Good for you jrman. Fall-Apart-Mart should not be allowed to have live animals in there stores period. They only have them to make a buck and from what I can tell they do not maintain the fish at all.


----------



## Summer (Oct 3, 2011)

Yup my WM is pretty bad about theirs as well.


----------



## NeonShark666 (Dec 13, 2010)

Walmart is a very large place and the quality of their fish is very dependent on who is running the fish department. Their prices are no different than anyone else but they sometimes have fish that no one else has.


----------



## susankat (Nov 15, 2008)

The only way anything is done is to log onto Walmart corp offices in Bentionville Ark. Know the store number or address, state your complaint. Corporate will make them clean them up. But the problem is it don't stay that way so you just keep complaining.

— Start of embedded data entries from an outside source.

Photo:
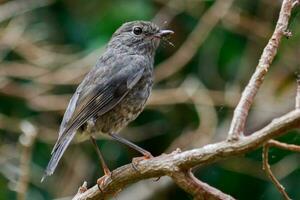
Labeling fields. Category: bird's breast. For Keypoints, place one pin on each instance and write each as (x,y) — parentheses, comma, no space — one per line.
(128,108)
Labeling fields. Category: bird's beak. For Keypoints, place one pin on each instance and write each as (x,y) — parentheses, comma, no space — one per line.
(163,33)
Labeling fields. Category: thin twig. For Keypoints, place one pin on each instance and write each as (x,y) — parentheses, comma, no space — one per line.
(27,140)
(267,168)
(170,163)
(297,100)
(198,189)
(241,111)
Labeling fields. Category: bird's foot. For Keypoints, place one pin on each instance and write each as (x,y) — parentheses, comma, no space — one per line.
(136,160)
(101,181)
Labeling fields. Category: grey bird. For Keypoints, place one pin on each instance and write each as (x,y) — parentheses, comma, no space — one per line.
(114,92)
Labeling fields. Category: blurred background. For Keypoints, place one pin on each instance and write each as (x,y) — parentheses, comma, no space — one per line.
(47,46)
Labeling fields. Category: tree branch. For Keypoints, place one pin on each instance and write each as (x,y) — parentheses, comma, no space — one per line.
(241,111)
(200,190)
(168,164)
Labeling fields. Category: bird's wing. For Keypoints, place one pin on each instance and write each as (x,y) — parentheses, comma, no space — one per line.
(89,101)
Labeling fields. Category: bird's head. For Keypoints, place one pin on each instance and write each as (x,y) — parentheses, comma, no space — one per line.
(140,37)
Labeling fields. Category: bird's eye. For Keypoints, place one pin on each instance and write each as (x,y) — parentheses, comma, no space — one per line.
(137,30)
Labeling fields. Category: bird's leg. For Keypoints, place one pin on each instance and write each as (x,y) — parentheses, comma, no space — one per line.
(106,170)
(146,154)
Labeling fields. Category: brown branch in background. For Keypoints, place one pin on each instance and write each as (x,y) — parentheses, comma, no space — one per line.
(167,164)
(267,169)
(284,146)
(26,140)
(188,49)
(198,189)
(241,111)
(266,165)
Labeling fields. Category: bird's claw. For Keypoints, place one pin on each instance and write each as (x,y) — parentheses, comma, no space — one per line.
(102,180)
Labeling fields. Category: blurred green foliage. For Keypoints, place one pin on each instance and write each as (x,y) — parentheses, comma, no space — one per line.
(224,61)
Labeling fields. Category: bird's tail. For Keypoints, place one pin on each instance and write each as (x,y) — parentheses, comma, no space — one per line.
(57,153)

Walmarts have a pet dept manager, but they spend very little time in the fish dept as usually the rest of the dept is spread out. and most don't know what they are doing and the managers don't usually pay attention to that dept.


----------



## TypeYourTextHere (Apr 20, 2011)

susankat said:


> The only way anything is done is to log onto Walmart corp offices in Bentionville Ark. Know the store number or address, state your complaint. Corporate will make them clean them up. But the problem is it don't stay that way so you just keep complaining.
> 
> Walmarts have a pet dept manager, but they spend very little time in the fish dept as usually the rest of the dept is spread out. and most don't know what they are doing and the managers don't usually pay attention to that dept.


I am lucky to find an associate in my Wal-Mart pet department when I do go to view how bad their tanks are looking on the days I am there. Usually there is not an associate to be found within a 200' radius.


----------



## FishFlow (Sep 13, 2011)

Hum.. My walmart fishes are fine. And 1/2 the price anywhere else. Only a handful of tanks though, with the more popular species. 

I agree though, if your walmart is terrible, complain and don't do biz with them.


----------



## e-zlight (Mar 20, 2011)

The 3 wal-marts close to us that we frequent actually have decent fish dept's, and they have a 90 day return policy. If the fish dies, bring it back in the 90 days, and they'll give you another. I know of no other store that will do that.


----------



## Misterclean (Jan 25, 2011)

Two WalMarts close to us stopped selling fish and I'm happy

Makes me sick seeing fish suffer in such an environment. I wonder if they just have the fish to push the tanks and supplies. Otherwise why buy a fishtank there?


----------